Minister Njie said domestic borrowing is projected to increase to D3.9 billion in 2020 compared to D1.236 billion in 2019.

“The economy is anticipated to grow by 4.0% in 2019 compared to an actual real growth of 6.5% in 2018. The decline in growth is as a result of anticipated setbacks in both agriculture and services sectors,” he added.

He said gross domestic product is anticipated to grow by 40% in 2019 compared to an actual outturn of 6.5% in 2018, adding that the agriculture sector is anticipated to experience contraction in 2019 due primarily to poor performance from two important subsectors: crops and livestock.

“The ministry of finance and economic affairs has implemented strong budget execution guidelines for 2019 which has helped in minimising budgetary reallocation and augmentations, and in turn, improved ministries’ compliance to spend within their envelope. As of end 2018, Net Domestic Borrowing (NDB) was less than D3.4 billion, which is approximately 4% of nominal GDP,” he said.
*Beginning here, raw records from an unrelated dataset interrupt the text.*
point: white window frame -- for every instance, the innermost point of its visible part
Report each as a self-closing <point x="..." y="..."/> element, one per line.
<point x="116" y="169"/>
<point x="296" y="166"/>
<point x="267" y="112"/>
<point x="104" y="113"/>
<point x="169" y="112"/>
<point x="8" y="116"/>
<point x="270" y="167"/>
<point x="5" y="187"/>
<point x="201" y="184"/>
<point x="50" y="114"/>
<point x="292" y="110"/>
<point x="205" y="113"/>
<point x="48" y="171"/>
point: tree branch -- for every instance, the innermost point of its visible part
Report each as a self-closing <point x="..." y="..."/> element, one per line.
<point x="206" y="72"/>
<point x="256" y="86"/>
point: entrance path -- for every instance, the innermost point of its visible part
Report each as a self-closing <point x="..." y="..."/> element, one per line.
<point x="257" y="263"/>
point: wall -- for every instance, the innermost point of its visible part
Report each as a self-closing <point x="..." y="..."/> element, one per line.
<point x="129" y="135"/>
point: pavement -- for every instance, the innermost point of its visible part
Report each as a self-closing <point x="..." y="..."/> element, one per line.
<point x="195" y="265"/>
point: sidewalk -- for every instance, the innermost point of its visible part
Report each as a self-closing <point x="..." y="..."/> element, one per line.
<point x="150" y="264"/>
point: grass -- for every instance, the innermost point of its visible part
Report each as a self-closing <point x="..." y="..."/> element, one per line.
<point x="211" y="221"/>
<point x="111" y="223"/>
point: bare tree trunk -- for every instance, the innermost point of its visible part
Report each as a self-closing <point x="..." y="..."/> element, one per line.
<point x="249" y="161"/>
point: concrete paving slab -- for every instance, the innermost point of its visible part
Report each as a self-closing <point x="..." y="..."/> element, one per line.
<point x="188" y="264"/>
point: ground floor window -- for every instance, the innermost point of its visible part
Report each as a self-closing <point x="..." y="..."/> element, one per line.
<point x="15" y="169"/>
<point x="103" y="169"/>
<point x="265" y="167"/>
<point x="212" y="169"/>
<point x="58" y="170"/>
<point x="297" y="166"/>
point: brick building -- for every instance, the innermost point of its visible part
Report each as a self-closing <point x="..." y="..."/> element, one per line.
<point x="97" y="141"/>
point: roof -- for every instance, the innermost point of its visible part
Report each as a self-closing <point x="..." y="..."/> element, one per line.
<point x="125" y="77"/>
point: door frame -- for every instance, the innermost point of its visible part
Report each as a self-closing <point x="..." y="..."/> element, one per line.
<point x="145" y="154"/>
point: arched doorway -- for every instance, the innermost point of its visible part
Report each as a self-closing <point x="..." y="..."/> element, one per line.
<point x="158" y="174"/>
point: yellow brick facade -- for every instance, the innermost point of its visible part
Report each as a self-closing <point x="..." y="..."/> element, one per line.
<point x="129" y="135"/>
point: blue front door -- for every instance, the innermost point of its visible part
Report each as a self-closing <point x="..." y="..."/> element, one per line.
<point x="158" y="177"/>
He said the country’s non-realisation of NDB target of 1% of GDP was primarily as a result of the non-disbursement of budget support from its development partners.

“Although a total of D3.4 billion was factored as budget support, only the EU component of 25 million Euros was received, and critically, this was received in 2019 instead of 2018. The projected budget support from the EU and the World Bank, which comprises the bulk of our estimated support for this year, have not materialise as at end of September,” he added.

“In addition, we are also in advanced negotiations with the French Government for potential budget support of the tune of 2 million euros. We nevertheless still expect the EU (22 million euros) support before the end of the year,” he said.

He said the World Bank budget support is unlikely to materialise due to slippages emanating from the non-realisation of certain development policy operation targets.

He said total expenditure including externally finance capital expenditure and net lending has reached around D14.1 billion as of September 2019 more than the 2018 figure of D13.6 billion.

The 2020 budget, he added, also features an innovative developmental model referred to as the emergency community development programme (ECDP). “The ECDP will be implemented through local councils, and it aims to improve access to basic social services for rural populations through the establishment of socio-economic infrastructures,” he stressed.